When she had arrived at her destination, the family shrine of Arethusa, Whistler could not find the container holding her most prized possession. Inside the case was the crystal globe, handed down through the females of her family from before the before times. This globe, made from the froth of ocean waves, held the secret of water. Once a year when the parched earth of summer cried out for relief, Whistler made the long journey from her home on the island of Whye to her distant birthplace.

“Well, when did you see it last?” asked the Inspector. “What is so important about it that you’d awaken me from a sound sleep?” The normally dour man glared at the young woman in front of him. He was new to the location and unused to having a female, clothed only in diaphanous gown of sea-foam green, frantically knocking at his front door hours before midnight.

“Please,” cried Whistler, tears flowing down her pale face, “you have to help me find the case.” While she stood outside pleading with the annoyed man, a sudden breath of wind, hardly more than a zephyr, whipped her gossamer-thin gown around her slender body.

The Inspector gulped at the beautiful sight in front of him, but repeated his question, though this time less angrily, “When did you see it last?”

Whistler thought back before replying, “I don’t remember. We were riding through the desert, hurrying to get here as quickly as possible.” She gave the Inspector a small sad smile. “You see, if the globe isn’t placed in the shrine at exactly midnight on the night of the seventh full moon, the drought will be never-ending.” Whistler looked up at the night sky, seeing a bright moon shining down on them. “I must find the case, or all is lost!”

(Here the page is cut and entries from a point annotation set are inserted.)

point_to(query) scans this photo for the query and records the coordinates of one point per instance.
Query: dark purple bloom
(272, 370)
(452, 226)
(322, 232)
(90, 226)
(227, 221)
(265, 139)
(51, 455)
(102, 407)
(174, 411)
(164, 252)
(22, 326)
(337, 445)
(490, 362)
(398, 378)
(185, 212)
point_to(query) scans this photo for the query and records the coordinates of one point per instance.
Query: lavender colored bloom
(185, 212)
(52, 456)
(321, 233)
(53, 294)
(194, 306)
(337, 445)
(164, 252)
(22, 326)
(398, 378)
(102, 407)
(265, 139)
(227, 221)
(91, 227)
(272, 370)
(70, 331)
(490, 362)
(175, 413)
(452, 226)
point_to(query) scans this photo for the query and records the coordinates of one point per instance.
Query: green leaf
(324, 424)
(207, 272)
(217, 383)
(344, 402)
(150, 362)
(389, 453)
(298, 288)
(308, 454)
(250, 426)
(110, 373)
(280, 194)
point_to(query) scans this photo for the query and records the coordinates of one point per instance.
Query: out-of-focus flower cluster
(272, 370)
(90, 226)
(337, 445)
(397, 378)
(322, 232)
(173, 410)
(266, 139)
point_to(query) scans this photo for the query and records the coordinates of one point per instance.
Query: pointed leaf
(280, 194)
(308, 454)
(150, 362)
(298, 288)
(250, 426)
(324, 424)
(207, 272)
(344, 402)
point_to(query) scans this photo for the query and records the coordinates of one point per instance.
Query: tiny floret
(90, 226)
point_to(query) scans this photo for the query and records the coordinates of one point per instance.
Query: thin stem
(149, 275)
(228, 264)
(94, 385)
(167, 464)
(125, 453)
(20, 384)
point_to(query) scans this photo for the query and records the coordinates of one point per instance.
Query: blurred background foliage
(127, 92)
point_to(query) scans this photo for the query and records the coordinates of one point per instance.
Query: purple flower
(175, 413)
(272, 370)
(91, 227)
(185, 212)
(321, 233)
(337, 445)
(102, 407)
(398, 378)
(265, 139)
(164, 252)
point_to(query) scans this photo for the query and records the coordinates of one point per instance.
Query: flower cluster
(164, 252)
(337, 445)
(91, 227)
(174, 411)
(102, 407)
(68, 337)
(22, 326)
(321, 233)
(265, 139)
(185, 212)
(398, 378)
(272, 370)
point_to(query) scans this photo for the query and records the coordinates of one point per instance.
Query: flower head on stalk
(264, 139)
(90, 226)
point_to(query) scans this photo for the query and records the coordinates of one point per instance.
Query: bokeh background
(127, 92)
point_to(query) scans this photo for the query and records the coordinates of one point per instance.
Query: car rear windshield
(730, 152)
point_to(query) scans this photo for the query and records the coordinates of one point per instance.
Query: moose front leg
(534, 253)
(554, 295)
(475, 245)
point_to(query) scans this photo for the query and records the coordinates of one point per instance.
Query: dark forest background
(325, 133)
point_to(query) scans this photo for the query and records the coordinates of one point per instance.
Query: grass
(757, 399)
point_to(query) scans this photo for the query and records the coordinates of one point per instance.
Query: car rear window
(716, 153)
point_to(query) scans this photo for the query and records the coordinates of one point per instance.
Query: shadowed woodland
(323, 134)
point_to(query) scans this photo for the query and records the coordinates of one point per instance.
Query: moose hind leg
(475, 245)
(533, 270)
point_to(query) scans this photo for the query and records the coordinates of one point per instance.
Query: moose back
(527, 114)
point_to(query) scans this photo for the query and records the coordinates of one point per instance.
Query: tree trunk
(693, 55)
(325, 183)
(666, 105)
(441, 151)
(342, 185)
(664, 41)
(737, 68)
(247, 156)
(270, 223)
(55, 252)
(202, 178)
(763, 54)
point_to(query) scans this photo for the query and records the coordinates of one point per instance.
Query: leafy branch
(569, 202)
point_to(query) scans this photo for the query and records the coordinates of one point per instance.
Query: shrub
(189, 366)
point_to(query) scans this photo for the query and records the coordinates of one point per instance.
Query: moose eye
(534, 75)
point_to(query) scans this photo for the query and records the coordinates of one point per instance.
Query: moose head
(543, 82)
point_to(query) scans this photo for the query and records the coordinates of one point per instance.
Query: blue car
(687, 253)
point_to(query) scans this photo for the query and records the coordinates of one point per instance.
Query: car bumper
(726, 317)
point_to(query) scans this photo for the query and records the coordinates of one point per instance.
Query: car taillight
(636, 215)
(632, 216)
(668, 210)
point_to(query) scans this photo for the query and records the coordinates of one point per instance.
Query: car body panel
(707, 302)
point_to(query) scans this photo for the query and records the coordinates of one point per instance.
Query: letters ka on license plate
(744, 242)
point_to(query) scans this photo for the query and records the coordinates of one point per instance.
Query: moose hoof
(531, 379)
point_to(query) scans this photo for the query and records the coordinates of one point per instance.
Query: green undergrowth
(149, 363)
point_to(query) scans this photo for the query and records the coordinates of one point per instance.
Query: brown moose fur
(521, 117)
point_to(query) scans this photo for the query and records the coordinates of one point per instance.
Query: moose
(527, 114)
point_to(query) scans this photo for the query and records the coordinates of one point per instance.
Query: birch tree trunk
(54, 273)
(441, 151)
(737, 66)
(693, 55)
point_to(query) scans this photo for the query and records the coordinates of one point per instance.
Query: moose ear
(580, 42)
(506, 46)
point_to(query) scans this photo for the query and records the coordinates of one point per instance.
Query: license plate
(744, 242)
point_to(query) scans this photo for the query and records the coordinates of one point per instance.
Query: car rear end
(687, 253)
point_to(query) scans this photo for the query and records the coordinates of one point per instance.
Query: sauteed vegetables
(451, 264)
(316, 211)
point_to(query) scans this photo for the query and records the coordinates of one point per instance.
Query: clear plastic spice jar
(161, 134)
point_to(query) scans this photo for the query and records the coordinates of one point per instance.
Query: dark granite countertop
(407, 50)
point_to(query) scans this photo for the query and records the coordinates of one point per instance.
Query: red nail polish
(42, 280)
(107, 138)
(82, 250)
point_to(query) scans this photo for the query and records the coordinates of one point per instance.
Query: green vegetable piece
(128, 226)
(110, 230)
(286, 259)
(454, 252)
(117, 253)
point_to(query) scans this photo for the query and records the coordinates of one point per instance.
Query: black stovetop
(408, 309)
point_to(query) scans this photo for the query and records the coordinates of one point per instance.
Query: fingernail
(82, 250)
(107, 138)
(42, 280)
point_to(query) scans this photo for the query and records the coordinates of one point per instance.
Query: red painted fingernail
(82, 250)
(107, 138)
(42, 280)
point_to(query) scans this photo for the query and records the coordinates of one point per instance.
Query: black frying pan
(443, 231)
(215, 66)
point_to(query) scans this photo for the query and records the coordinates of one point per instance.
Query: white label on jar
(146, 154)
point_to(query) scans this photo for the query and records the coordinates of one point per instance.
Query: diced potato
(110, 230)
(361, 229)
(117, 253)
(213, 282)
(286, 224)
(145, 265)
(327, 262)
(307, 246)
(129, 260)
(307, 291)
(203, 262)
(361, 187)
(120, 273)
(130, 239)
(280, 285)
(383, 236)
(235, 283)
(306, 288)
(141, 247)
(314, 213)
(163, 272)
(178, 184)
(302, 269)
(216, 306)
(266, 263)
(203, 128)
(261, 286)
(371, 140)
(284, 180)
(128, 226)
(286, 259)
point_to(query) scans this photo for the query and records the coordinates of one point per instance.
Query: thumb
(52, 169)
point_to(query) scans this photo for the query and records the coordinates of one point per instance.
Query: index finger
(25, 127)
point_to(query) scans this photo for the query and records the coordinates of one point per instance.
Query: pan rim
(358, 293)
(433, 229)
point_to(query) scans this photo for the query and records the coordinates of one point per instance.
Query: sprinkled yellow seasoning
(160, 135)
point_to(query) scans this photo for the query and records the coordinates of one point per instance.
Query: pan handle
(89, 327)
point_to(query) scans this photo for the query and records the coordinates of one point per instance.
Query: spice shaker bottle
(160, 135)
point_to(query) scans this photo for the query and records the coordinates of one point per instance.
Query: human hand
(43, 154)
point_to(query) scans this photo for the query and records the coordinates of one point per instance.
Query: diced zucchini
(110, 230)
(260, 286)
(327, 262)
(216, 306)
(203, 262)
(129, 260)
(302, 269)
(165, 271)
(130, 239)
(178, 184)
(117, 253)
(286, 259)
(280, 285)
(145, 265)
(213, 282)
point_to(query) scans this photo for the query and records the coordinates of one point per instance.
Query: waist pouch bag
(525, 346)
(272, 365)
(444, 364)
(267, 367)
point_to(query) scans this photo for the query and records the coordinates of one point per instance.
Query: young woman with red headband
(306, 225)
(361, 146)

After dressing and going outside to help the young woman, the Inspector was almost knocked off his feet. The slight breeze had become a steady wind. The sturdy man and the delicate woman struggled through the increasing storm to reach the nearby desert, but failed to locate the case before midnight arrived.

At the distant sound of wild beasts crying out from thirst, Whistler fell to the soft ground and wept. The Inspector knelt before her and touched her face. No tears fell from her eyes, even this water now lacking with the loss of the case and crystal globe.

“It has started,” Whistler cried out, staring at the dry land at her feet. The Inspector watched while the sand of the desert crept further out into the surrounding green field. Before their eyes, grass died, flowers withered to dust, and small animals raced to try and outrun death brought on by the advancing sand.

“Hurry, Sir,” she yelled, bringing the Inspector out of his horrified trance, “perhaps we can outrun it and reach Arethusa’s shrine. Surely, she will protect us there.”

In the final hours of darkness between midnight and dawn, Whistler gathered her family. They and the Inspector huddled in terror as the sound of the wind intensified hour by hour into a gale-force hurricane.

When morning finally arrived, all that was left of the lush ground that once was the paradise for those living there were rippling rows of sand dunes. These went as far as the horizon and reached to the very steps of the marble shrine.

Off in the distance, in the middle of the original desert, lay a small green case. Locked inside was a tiny crystal globe. It lay there through the eons waiting to be found, slowly being covered by the shifting sands.